PPCA is a probabilistic latent variable model, whose maximum likelihood solution corresponds to PCA. For an introduction to PPCA, see [1].
This implementation uses the expectation-maximization (EM) algorithm to find maximum-likelihood estimates of the PPCA model parameters. This enables a principled handling of missing values in the dataset. In this implementation, we use p(X_obs, Z)
as the complete-data likelihood, where X_obs
denotes the non-missing entries in the data X
, and Z
denotes the latent variables (see [4]).
This implementation was tested for correctness against the MATLAB ppca function.
This implementation uses numba
(in addition to numpy
) to accelerate the EM algorithm in the presence of missing values.
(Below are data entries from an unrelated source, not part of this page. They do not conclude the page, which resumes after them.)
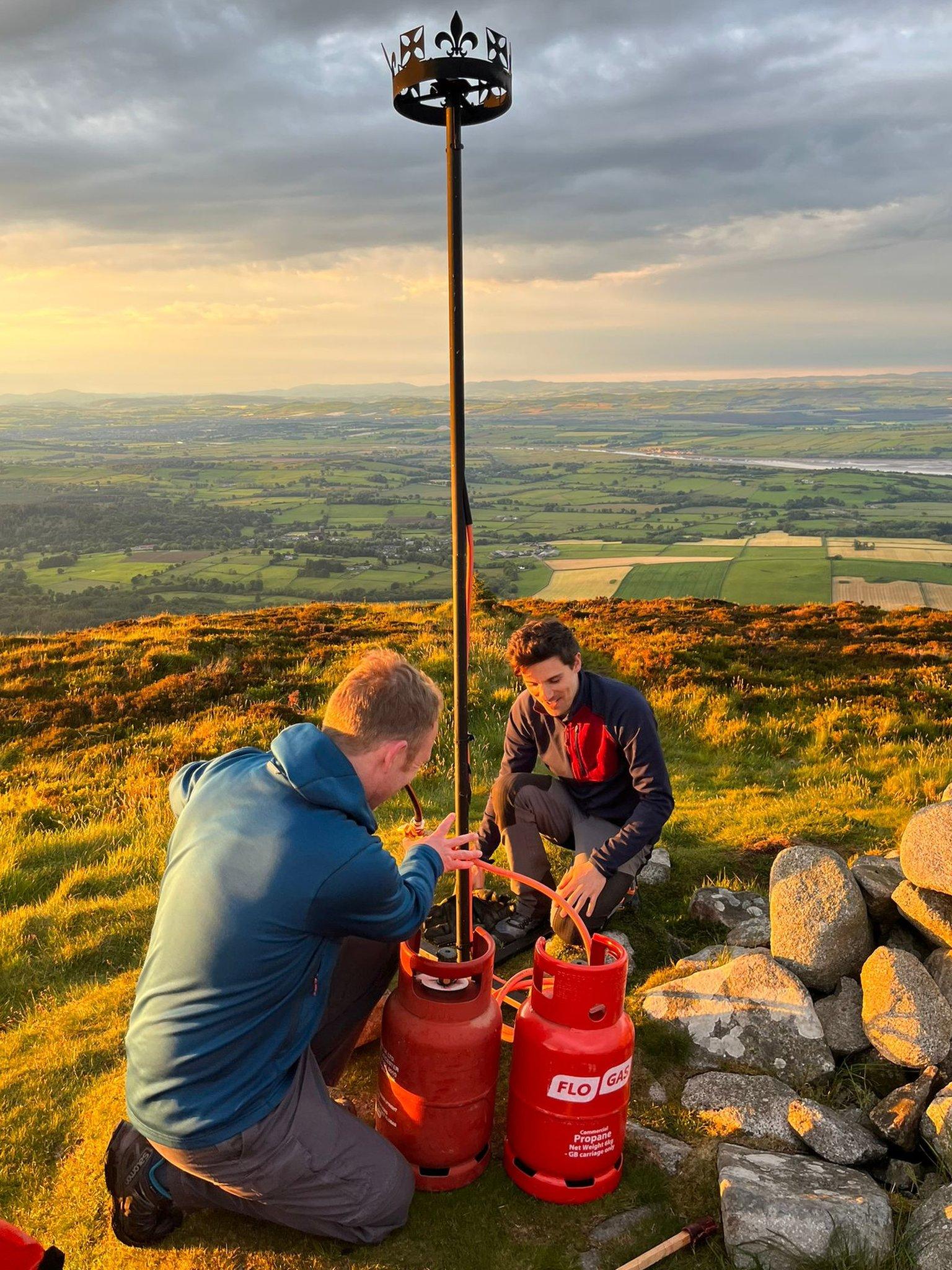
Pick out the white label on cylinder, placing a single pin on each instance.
(584, 1089)
(573, 1089)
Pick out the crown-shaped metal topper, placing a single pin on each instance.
(425, 87)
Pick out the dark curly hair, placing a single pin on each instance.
(537, 642)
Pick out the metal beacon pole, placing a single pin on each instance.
(454, 91)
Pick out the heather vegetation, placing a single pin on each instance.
(823, 723)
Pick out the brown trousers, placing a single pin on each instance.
(310, 1163)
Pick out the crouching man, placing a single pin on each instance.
(607, 798)
(277, 931)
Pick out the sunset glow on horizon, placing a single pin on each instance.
(232, 207)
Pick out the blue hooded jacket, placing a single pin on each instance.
(273, 861)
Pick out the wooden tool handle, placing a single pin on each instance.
(685, 1238)
(654, 1255)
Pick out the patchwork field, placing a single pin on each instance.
(774, 568)
(892, 549)
(583, 584)
(883, 595)
(697, 575)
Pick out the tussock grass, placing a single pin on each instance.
(829, 726)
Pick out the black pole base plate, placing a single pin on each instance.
(438, 934)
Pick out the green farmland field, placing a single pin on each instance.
(782, 575)
(690, 578)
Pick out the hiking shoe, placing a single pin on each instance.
(438, 934)
(143, 1209)
(518, 933)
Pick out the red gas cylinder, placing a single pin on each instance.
(18, 1251)
(573, 1046)
(439, 1064)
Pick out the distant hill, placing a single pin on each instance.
(489, 390)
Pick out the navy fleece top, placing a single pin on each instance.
(607, 753)
(275, 859)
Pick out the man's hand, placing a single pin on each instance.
(582, 887)
(452, 851)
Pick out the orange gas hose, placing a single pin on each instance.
(522, 980)
(552, 894)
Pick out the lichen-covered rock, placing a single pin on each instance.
(729, 908)
(878, 878)
(928, 911)
(930, 1232)
(658, 1148)
(903, 1176)
(751, 1015)
(936, 1127)
(780, 1210)
(940, 967)
(896, 1117)
(819, 925)
(658, 870)
(833, 1135)
(906, 1016)
(752, 1110)
(716, 954)
(842, 1019)
(753, 934)
(926, 848)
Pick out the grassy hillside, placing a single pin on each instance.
(832, 724)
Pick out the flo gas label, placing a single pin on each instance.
(584, 1089)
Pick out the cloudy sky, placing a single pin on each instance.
(202, 196)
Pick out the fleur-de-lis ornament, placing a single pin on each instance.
(461, 42)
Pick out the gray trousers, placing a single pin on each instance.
(310, 1163)
(530, 807)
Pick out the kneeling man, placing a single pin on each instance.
(277, 931)
(609, 794)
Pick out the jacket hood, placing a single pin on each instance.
(320, 773)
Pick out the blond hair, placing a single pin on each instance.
(382, 699)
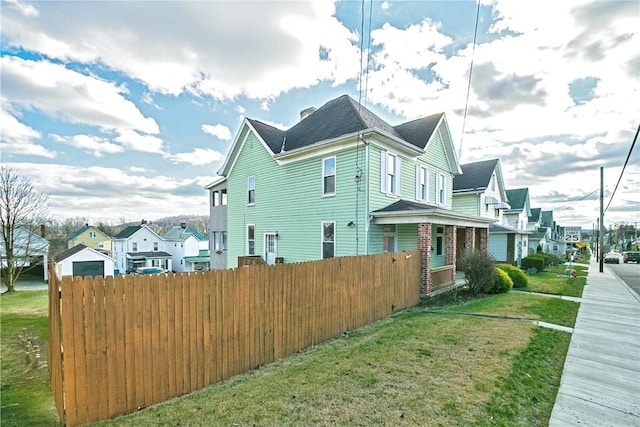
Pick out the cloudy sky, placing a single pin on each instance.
(126, 109)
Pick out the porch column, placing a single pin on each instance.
(470, 240)
(424, 244)
(450, 242)
(484, 239)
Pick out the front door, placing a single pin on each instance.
(270, 248)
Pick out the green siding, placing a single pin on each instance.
(289, 200)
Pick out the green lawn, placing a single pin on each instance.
(25, 396)
(424, 366)
(555, 283)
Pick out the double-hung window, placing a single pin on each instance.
(329, 176)
(328, 239)
(251, 190)
(442, 190)
(390, 173)
(422, 184)
(251, 239)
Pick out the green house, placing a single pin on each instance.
(343, 182)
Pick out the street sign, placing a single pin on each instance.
(572, 234)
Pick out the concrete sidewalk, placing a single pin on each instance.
(600, 383)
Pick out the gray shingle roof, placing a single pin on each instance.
(475, 176)
(69, 252)
(338, 117)
(127, 232)
(405, 205)
(517, 198)
(535, 214)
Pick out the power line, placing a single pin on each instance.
(466, 104)
(635, 138)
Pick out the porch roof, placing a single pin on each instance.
(148, 255)
(504, 229)
(407, 212)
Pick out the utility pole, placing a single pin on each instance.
(601, 225)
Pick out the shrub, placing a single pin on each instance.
(516, 275)
(554, 259)
(480, 272)
(503, 282)
(534, 261)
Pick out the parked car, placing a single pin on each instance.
(612, 258)
(631, 256)
(149, 270)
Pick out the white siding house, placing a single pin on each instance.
(83, 261)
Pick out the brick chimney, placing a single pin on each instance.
(307, 112)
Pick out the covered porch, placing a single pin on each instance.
(442, 236)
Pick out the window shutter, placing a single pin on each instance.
(399, 176)
(418, 177)
(383, 171)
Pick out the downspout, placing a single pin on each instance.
(366, 199)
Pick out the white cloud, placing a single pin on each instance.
(219, 131)
(140, 142)
(95, 145)
(59, 91)
(118, 194)
(18, 138)
(259, 49)
(24, 8)
(198, 157)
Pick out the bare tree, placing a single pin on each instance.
(22, 210)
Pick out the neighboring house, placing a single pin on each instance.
(509, 241)
(29, 250)
(218, 223)
(139, 246)
(554, 242)
(480, 191)
(539, 237)
(344, 182)
(188, 247)
(83, 261)
(91, 237)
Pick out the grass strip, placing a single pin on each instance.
(25, 390)
(551, 283)
(526, 396)
(522, 306)
(411, 369)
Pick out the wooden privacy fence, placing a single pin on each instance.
(120, 344)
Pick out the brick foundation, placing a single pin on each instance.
(424, 245)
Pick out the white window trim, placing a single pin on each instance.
(335, 176)
(249, 189)
(275, 243)
(322, 223)
(397, 164)
(247, 239)
(422, 172)
(442, 189)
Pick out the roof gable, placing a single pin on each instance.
(518, 198)
(127, 232)
(475, 176)
(75, 250)
(342, 117)
(179, 233)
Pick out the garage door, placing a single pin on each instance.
(88, 268)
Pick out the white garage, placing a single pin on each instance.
(83, 261)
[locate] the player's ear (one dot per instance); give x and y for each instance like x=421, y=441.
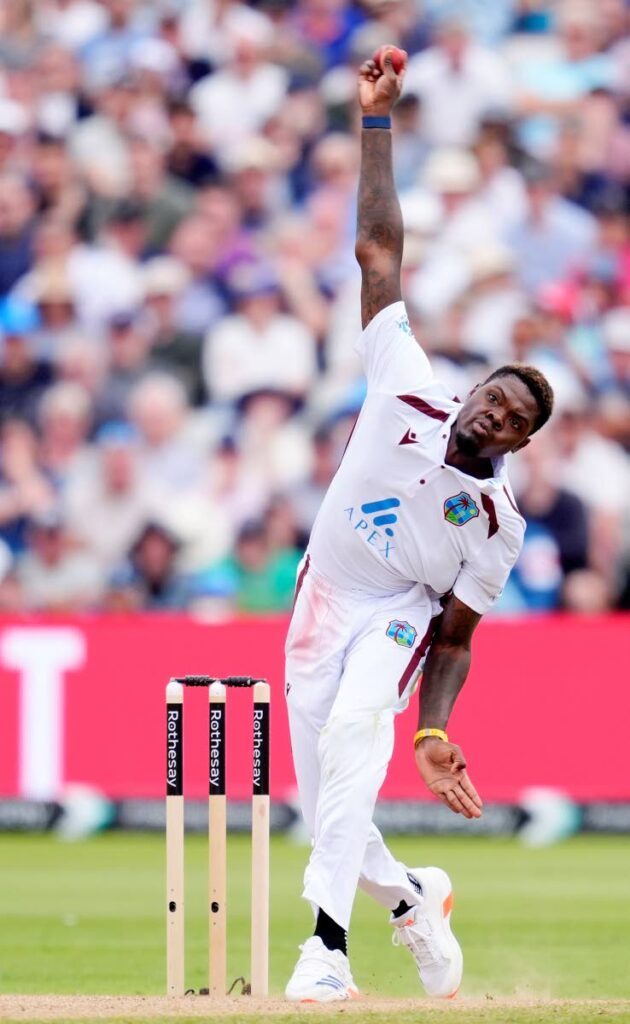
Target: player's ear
x=521, y=444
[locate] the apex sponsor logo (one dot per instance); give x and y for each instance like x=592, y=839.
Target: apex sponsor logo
x=410, y=437
x=460, y=509
x=216, y=749
x=402, y=633
x=376, y=523
x=258, y=744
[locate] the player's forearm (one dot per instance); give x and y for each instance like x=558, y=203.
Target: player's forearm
x=379, y=222
x=445, y=674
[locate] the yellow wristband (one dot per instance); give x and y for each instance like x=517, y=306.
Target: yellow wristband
x=422, y=733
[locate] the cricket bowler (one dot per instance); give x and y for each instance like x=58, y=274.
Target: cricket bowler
x=414, y=542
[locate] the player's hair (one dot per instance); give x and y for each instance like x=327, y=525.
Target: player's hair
x=538, y=385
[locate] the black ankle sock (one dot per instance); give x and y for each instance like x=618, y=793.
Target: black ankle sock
x=333, y=935
x=402, y=908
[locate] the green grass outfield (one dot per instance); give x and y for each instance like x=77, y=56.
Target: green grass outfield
x=535, y=925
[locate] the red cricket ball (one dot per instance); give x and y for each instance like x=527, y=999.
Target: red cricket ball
x=399, y=57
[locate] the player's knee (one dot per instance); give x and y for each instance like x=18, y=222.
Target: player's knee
x=351, y=738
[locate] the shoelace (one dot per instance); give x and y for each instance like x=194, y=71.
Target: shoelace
x=421, y=942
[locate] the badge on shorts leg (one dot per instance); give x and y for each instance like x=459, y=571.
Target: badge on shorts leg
x=460, y=509
x=404, y=634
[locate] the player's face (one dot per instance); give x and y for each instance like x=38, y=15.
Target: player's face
x=496, y=419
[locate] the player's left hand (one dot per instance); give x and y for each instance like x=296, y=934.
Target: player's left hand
x=443, y=766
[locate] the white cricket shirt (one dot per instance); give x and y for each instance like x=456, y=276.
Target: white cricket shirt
x=395, y=514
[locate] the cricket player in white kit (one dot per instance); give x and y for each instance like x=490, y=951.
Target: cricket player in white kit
x=413, y=543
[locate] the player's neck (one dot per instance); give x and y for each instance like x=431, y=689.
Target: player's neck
x=480, y=468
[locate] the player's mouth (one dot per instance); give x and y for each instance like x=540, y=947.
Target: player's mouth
x=479, y=427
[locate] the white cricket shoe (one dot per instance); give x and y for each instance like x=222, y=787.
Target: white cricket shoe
x=321, y=975
x=425, y=930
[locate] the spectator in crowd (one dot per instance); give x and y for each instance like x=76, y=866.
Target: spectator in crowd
x=555, y=236
x=65, y=418
x=16, y=209
x=169, y=457
x=179, y=295
x=457, y=81
x=24, y=377
x=25, y=492
x=257, y=578
x=172, y=349
x=557, y=542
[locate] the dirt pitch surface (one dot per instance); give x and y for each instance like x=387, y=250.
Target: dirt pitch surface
x=494, y=1010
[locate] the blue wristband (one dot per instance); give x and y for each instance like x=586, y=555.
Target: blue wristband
x=376, y=122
It was tested with Python 3.12 and can be installed as a package with:
pip install -e .
To run the demo.ipynb
notebook, the following packages are additionally required:
pip install notebook
pip install scikit-learn
pip install matplotlib
In the demo.ipynb
we show basic usage and compare this implementation to the sklearn
implementation. In short, PPCA can be used exactly like its sklearn
counterpart:
from em_ppca import EMPPCA
...
em_ppca = EMPPCA(n_components=3)
# X contains data with possibly missing values (= np.nan)
# Z are the transformed values
Z = em_ppca.fit_transform(X)
print("principle components: ", em_ppca.components_)
...
The current implementation supports all attributes, but only the fit
and fit_transform
methods compared to the sklearn
counterpart. Feedback / contributions are welcome!
[1] Bishop, C. M., Pattern Recognition and Machine Learning. New York: Springer, 2006.
[2] Tipping, M. E. and Bishop, C. M., Probabilistic Principal Component Analysis. Journal of the Royal Statistical Society: Series B (Statistical Methodology), 1999.
[3] Sam Roweis. EM algorithms for PCA and SPCA. In Proceedings of the 1997 conference on Advances in neural information processing systems 10 (NIPS '97), 1998, 626-632.
[4] Alexander Ilin and Tapani Raiko. 2010. Practical Approaches to Principal Component Analysis in the Presence of Missing Values. J. Mach. Learn. Res. 11 (August 2010), 1957-2000.